The Office for National Statistics estimates that hot weather has cost the British economy an average of £1.2 billion annually between 1998 and 2021. James Porter, a senior lecturer at King’s College London, warns that losses from heatwaves are rising as temperatures increase. Outdoor workers face risky conditions under the blazing sun, leading to longer breaks and delayed projects. Heat damage to infrastructure such as roads and railway lines further exacerbates logistical issues and costs.

Beyond transport and construction, heatwaves are reshaping consumer behaviour. When UK temperatures hit 40 degrees for the first time in 2022, footfall in shops dropped by 25 per cent within a month. Retailers like Greggs and Doc Martens have faced profit warnings linked to reduced demand during unseasonably warm weather. Greggs shares plunged 15 per cent when lower demand led to disappointing sales. While larger firms might endure such setbacks, independent businesses face greater difficulties. For example, Practical Plants—a Norfolk-Suffolk border nursery—has seen turnover drop by 30 per cent and 10 per cent of its stock destroyed by heat. The owner, Phil Rusted, says, “We’ve had to lay off staff just to survive.”

Small business owners like Charlotte Giddings, who runs online bakery Brownie and the Bean, are facing similar challenges. “When it’s this hot as it is today, the last thing that people are thinking about is chocolate and cake,” she explains. Giddings estimates a 30 per cent hit to her turnover and is cutting staff hours in response. The Met Office predicts that 40-degree temperatures could become the norm within the next decade, complicating recovery efforts for businesses reliant on traditional seasonal cycles.
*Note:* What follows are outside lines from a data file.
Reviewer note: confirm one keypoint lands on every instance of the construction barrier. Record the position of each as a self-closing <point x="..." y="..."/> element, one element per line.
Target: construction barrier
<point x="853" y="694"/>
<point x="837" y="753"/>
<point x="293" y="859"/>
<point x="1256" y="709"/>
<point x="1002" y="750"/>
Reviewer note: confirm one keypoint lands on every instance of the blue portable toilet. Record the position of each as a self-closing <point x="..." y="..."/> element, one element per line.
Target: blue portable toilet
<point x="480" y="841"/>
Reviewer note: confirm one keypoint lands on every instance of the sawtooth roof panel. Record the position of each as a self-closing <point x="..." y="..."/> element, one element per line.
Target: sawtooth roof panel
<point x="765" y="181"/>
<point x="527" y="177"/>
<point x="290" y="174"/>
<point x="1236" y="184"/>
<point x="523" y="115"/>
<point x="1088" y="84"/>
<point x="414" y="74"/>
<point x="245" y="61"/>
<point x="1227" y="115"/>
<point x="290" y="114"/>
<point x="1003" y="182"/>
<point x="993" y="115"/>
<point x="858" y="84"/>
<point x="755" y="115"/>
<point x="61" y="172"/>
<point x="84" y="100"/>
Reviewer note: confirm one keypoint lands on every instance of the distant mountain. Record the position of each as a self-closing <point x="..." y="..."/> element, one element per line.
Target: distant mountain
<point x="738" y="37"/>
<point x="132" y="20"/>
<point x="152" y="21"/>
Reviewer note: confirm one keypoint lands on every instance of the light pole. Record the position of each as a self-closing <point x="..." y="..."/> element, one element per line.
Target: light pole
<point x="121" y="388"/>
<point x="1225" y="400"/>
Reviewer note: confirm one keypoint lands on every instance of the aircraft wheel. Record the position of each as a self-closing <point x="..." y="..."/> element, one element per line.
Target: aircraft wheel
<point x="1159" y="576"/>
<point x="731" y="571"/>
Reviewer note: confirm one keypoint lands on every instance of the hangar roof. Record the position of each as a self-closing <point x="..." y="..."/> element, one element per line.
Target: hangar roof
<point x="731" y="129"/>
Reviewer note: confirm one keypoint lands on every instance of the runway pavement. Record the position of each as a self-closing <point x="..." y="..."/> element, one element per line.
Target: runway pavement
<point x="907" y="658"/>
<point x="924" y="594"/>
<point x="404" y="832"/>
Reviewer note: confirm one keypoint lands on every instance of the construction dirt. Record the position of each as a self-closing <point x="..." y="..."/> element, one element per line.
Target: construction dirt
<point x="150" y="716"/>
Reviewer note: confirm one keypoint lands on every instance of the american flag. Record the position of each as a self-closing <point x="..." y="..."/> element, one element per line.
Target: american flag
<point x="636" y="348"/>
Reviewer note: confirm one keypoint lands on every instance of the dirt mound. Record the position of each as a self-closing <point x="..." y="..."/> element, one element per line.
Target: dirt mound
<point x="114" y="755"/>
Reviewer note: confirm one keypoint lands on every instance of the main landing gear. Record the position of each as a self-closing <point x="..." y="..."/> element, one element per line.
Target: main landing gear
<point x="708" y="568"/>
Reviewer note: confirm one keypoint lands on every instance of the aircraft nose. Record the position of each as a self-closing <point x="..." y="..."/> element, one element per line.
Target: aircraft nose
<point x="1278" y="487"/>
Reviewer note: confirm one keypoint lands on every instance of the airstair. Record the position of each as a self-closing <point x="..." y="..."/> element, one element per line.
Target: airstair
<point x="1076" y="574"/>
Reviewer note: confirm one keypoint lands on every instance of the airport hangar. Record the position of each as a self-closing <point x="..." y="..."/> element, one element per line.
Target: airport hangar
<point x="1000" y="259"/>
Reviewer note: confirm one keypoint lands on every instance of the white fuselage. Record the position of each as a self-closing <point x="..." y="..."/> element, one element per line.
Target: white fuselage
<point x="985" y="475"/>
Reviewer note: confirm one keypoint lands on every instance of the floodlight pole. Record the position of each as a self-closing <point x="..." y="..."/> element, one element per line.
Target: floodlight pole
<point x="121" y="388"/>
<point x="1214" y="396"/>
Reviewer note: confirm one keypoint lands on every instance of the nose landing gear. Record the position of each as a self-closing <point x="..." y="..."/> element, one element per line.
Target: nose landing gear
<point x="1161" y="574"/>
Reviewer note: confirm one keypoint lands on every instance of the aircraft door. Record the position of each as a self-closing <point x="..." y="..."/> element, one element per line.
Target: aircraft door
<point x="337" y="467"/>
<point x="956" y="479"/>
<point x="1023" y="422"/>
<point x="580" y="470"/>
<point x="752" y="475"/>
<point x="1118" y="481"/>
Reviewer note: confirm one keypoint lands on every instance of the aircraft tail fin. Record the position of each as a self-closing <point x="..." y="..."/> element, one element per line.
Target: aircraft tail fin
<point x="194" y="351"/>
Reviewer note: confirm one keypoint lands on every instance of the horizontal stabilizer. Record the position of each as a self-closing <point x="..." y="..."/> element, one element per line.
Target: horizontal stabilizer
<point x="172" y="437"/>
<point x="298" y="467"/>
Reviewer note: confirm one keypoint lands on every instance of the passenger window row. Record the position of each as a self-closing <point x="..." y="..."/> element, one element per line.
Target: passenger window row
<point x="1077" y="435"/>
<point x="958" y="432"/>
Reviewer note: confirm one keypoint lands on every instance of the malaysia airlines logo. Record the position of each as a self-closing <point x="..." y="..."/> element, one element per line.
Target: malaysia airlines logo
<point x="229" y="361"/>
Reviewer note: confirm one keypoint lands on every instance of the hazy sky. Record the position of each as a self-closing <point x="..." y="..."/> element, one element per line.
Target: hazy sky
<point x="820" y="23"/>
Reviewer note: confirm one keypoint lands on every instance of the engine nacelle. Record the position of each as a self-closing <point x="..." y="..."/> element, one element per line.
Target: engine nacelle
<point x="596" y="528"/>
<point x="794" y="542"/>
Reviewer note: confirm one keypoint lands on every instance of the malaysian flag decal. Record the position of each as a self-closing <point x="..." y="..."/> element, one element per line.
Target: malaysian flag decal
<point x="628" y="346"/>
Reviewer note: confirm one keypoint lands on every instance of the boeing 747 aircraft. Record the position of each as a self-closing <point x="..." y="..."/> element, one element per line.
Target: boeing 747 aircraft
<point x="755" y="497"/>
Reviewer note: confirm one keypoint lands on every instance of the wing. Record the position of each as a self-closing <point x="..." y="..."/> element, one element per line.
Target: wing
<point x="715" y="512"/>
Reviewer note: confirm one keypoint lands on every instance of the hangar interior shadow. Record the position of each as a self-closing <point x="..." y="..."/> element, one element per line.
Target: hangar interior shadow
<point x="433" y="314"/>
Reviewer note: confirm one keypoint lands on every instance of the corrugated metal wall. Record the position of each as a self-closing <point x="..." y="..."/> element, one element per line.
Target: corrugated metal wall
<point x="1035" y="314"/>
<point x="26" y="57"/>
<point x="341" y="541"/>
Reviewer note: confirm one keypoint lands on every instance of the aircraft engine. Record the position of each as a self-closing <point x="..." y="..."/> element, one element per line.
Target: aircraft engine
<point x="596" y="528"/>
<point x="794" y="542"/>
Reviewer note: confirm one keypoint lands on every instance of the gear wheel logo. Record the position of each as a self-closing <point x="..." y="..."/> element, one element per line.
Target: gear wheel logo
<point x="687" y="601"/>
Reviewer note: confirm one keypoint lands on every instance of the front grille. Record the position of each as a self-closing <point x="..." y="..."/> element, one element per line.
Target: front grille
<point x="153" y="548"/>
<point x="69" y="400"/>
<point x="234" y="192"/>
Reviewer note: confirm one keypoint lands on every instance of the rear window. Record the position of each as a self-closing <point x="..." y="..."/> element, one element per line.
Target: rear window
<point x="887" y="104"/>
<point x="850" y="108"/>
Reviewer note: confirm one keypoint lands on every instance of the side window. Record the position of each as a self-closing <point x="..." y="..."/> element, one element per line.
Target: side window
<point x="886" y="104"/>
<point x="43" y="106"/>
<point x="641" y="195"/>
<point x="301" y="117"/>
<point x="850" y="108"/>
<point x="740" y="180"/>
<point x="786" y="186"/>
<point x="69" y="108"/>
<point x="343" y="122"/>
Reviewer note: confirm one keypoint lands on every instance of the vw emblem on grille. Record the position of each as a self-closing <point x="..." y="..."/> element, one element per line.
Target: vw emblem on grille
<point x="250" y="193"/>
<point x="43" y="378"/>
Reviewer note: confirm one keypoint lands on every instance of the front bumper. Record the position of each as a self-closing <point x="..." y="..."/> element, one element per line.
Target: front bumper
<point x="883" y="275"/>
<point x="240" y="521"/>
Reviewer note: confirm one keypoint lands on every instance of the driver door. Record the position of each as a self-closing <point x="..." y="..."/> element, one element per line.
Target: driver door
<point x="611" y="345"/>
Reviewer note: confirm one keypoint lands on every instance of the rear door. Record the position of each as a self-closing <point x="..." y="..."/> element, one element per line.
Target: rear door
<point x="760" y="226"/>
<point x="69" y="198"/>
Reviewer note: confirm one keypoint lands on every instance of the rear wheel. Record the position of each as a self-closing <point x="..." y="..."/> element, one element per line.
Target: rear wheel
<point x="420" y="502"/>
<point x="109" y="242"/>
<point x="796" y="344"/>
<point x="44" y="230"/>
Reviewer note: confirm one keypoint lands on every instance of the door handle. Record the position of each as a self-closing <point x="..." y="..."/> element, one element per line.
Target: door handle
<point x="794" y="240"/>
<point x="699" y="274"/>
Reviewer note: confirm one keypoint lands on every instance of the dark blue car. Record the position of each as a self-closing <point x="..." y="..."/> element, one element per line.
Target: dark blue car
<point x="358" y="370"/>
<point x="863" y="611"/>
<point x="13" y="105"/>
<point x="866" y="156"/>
Economists have suggested that frequent heatwaves will not only hinder growth but also stoke inflation, particularly through food prices. In the summer of 2022, food inflation rose by as much as 0.9 percentage points across Europe as a direct result of intense heat. The European Central Bank has warned of long-term consequences for economic stability if extreme weather events persist. Back in Herefordshire, farmer Rob Davies reflects on the unpredictable climate, saying, “When it starts to rain, it seems to forget how to stop, and when it stops raining, it seems to forget how to start.”

The economic and social costs of adapting to a hotter UK will require urgent attention as businesses, consumers, and policymakers confront the realities of climate change.